Abstract

Although significant advances have been made recently in the field of face recognition, these have some limitations, especially when faces are in different poses or have different levels of illumination, or when the face is blurred. In this study, we present a system that can directly identify an individual under all conditions by extracting the most important features and using them to identify a person. Our method uses a deep convolutional network that is trained to extract the most important features. A filter is then used to select the most significant of these features by finding features greater than zero, storing their indices, and comparing the features of other identities with the same indices as the original image. Finally, the selected features of each identity in the dataset are subtracted from features of the original image to find the minimum number that refers to that identity. This method gives good results, as we only extract the most important features using the filter to recognize the face in different poses. We achieve state-of-the-art face recognition performance using only half of the 128 bytes per face. The system has an accuracy of 99.7% on the Labeled Faces in the Wild dataset and 94.02% on YouTube Faces DB.

1. Introduction

Recently, deep neural networks and especially convolutional neural networks (CNNs) have become the most commonly used method for feature representation and have achieved good results in face recognition problems. Face recognition can be divided into two categories: face verification, where two faces are presented and the system needs to verify whether these two faces belong to the same person, and face identification, where a face image is presented with an unknown identity and the system needs to determine this identity.

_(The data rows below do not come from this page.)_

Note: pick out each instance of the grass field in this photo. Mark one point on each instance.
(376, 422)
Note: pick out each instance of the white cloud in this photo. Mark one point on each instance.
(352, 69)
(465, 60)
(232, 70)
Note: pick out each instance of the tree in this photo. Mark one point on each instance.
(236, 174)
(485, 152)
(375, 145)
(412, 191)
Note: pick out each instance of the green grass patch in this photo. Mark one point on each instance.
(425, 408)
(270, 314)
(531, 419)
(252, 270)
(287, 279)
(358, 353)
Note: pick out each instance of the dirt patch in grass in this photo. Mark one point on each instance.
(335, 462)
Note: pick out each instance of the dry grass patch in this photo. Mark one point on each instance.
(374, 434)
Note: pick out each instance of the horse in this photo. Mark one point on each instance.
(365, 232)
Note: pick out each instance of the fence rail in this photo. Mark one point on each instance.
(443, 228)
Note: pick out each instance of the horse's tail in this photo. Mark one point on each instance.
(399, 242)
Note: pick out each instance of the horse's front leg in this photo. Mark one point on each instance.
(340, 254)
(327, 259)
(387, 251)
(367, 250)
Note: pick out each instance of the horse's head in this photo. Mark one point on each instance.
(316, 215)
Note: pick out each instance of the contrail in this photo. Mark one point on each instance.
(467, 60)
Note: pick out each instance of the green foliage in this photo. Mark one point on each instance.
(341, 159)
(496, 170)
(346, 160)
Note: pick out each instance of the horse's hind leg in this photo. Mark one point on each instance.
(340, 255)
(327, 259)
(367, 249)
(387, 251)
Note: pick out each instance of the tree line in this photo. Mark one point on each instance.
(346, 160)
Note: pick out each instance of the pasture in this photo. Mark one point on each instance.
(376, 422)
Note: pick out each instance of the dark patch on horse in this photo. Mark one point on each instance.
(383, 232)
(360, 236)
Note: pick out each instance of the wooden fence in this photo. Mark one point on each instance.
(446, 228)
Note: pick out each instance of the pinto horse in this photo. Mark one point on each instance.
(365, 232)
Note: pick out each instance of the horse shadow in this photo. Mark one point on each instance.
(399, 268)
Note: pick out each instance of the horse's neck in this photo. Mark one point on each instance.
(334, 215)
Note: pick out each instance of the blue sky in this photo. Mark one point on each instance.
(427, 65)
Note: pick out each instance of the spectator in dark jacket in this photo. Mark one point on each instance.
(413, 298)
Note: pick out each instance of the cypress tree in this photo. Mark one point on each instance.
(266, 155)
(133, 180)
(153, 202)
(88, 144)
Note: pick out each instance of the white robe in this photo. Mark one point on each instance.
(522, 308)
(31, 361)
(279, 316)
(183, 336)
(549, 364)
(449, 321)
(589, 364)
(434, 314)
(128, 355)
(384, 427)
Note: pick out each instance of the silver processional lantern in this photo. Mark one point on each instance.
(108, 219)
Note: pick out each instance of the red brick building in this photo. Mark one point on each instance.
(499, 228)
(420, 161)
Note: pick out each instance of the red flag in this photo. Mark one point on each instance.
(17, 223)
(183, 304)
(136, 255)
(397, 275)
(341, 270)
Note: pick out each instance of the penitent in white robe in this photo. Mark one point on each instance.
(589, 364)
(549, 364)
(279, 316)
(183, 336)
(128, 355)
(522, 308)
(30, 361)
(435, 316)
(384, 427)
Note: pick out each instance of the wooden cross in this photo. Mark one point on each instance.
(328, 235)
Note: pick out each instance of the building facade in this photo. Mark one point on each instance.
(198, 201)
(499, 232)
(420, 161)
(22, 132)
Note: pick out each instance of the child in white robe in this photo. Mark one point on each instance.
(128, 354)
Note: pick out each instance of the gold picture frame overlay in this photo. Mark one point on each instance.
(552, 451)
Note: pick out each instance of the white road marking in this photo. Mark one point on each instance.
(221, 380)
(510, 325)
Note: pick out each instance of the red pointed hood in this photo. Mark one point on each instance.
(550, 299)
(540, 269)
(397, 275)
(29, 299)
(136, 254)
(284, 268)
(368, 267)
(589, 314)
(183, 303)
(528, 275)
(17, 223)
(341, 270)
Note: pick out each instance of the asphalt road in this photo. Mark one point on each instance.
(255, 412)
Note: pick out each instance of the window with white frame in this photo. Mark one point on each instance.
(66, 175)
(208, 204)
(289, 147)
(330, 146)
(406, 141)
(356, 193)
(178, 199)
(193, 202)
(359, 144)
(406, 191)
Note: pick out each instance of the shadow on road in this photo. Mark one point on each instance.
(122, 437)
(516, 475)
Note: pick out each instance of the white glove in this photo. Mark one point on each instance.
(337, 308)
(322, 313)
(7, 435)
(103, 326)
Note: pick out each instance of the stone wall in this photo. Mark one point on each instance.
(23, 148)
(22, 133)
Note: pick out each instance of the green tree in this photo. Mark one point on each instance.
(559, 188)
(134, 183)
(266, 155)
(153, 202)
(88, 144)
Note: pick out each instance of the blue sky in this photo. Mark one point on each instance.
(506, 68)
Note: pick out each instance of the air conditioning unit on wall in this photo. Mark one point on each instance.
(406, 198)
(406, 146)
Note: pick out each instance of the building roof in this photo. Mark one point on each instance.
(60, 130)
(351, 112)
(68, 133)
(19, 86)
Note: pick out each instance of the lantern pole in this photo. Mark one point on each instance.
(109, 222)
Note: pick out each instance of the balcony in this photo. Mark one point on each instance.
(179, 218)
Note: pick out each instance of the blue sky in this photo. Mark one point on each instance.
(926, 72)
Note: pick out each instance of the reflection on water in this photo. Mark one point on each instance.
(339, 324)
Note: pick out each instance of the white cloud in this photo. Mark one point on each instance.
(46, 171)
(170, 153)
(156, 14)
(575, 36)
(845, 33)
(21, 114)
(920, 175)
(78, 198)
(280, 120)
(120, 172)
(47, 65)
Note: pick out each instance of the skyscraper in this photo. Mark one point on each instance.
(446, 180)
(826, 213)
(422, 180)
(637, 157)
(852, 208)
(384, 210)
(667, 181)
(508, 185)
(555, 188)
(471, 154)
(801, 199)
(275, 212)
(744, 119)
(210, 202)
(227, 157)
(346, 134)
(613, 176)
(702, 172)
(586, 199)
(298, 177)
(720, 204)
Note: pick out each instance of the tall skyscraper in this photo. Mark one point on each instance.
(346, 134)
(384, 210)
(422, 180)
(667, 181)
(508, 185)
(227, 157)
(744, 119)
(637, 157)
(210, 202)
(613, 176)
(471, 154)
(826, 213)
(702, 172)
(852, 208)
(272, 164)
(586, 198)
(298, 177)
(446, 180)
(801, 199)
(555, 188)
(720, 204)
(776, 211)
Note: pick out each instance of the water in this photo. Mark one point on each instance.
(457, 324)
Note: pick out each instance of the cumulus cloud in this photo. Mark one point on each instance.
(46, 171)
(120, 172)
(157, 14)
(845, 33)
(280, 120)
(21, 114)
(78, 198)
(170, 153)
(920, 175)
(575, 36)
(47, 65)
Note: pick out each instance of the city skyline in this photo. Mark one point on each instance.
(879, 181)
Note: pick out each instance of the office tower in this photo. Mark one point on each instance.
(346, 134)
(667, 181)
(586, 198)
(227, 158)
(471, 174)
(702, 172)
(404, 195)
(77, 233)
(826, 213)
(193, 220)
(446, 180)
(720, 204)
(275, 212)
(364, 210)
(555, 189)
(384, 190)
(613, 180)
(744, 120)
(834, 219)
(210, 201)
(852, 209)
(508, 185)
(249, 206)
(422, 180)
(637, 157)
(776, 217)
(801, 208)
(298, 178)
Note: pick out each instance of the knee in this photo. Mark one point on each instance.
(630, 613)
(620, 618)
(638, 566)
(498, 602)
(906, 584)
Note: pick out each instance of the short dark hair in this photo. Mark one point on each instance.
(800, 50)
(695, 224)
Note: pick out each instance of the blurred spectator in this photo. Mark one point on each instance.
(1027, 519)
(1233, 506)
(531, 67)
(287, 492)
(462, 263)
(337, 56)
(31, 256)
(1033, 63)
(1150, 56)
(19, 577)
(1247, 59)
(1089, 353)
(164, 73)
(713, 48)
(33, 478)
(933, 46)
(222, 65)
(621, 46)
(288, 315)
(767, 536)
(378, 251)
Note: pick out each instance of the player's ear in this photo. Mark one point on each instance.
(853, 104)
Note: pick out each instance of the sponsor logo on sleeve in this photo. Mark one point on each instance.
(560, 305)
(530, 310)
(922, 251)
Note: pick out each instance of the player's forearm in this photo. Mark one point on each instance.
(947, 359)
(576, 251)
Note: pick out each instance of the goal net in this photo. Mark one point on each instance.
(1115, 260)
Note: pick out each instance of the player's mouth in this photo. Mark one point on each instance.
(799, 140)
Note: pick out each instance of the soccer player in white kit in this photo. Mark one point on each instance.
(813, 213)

Most existing works that have focused on face recognition have achieved a high level of success [113]. However, if the pose is significantly changed or the face is presented at an angle, the individual cannot be identified.

Previous approaches to face recognition that are based on the discriminative classification model (face identification) are trained on a dataset of known identities, and an intermediate bottleneck layer is used as a representation for recognition. This approach generalizes a very large representation for each face, but some works have tried to reduce this dimensionality using PCA [10].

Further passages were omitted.